When we heard him speak in 2009 in his bid for the Republican nomination for U.S. Senate against Charlie Crist, you couldn’t help but be smitten: This guy has the gift — the right philosophy, the right ideas and an special eloquence and common sense that didn’t sound like a manufactured, platitudinous politician. He was real. He made sense.
He amazed his Florida legislative colleagues. Elected to the Florida House in 2000 at age 29; speaker in 2006 at 35; now a freshman U.S. senator at 43. And a Republican media darling on the national stage.
But all of this appears to be going to his head. Ever since he was elected to the Senate, Rubio has spent a lot of time traveling the country on the speaking circuit. Go to his tweets on Twitter, and you’ll see the senator delivering the weekly GOP address on the radio; speaking in New Hampshire one day; talking at the D.C. press club the next.

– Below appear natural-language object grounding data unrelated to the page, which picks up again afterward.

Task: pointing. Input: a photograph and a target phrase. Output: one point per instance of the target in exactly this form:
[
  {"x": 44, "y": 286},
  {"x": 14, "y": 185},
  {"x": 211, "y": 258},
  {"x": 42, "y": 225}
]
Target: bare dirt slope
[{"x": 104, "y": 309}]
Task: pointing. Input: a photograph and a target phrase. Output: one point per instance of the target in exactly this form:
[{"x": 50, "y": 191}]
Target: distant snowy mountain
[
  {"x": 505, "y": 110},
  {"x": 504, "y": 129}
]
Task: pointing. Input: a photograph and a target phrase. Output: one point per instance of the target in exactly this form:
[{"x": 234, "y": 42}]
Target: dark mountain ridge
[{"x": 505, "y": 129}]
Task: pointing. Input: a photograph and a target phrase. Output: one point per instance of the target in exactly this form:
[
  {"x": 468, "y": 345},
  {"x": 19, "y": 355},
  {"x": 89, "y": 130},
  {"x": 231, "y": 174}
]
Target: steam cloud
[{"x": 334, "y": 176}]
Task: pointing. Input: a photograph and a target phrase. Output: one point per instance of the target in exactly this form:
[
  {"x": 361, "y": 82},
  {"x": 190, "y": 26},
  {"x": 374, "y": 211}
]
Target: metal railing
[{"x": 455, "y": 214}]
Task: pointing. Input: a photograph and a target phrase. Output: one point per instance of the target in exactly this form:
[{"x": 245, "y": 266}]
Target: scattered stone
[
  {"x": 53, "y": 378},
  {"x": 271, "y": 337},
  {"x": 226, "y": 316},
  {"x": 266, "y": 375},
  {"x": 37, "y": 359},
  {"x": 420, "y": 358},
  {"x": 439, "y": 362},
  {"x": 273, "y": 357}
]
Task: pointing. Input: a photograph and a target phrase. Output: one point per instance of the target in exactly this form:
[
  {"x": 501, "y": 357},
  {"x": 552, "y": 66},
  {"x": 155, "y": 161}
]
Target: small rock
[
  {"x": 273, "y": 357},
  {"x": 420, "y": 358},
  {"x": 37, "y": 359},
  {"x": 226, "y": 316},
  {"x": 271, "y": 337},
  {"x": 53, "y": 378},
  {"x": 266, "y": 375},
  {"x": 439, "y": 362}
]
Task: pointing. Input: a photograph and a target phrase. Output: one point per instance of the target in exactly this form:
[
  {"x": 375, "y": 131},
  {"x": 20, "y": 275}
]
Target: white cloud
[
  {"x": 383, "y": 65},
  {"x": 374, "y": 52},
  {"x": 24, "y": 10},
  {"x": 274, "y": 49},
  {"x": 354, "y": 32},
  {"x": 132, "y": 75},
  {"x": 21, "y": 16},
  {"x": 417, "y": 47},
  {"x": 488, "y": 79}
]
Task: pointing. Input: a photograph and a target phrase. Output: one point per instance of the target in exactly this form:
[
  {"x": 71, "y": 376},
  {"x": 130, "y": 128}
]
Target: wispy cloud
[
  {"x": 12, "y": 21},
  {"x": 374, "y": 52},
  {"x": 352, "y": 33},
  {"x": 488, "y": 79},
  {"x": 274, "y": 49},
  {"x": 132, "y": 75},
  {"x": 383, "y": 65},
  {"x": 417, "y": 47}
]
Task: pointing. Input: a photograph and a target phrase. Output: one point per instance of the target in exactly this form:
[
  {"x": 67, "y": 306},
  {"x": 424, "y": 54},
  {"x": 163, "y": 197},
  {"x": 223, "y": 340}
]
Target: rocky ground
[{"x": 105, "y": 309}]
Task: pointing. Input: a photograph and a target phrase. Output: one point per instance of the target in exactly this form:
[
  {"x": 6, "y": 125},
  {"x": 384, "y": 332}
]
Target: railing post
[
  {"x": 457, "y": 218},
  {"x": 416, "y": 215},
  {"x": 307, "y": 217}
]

And you have to wonder about a freshman U.S. senator who has established his own political action committee, Reclaim America. Its website’s photos are an homage to Marco.
While we’d like to see Rubio elected president one day, now is not the time. Dare we say, while he has been an eloquent and forceful advocate for most of the right issues so far (except immigration), the young senator’s signature legislative accomplishments so far remind us of another young, unaccomplished U.S. senator who was interested in only two things: himself and becoming president.
And we’ve all learned the hard way: He wasn’t ready or qualified for the office.
If Rubio were as smart as we think he is, he might follow a path somewhat similar to that of another great Florida politician, the late Gov. Lawton Chiles.
Like Rubio, Chiles started his political career in the Legislature, serving 12 years in the state House and Senate. Then he spent 18 years in the U.S. Senate, retiring in 1989.
Chiles came out of retirement and was elected governor in 1990, serving two terms.
Rubio would be smart to serve a couple terms in the U.S. Senate; come back to Florida to run for governor and earn some executive experience; and then make the run for the presidency.
He has the right stuff. He just needs to listen to someone other than his ego.
TERRORISTS AT LARGE
“We will never tolerate our security being threatened, nor stand idly by when our people have been killed.”
Remember that vow? That was Barack Obama May 2, 2011, after the death of Osama bin Laden.
But still on the lam:
• The Benghazi killers;
• Ayman al-Zawahiri, al Qaeda’s No. 2 leader under bin Laden;
• Mullah Omar, head of the Taliban in Afghanistan when bin Laden plotted 9-11;
• Nasir al-Wuhayshi, bin Laden’s personal aide;
• Haydar Zammar, recruiter of 9-11 terrorists.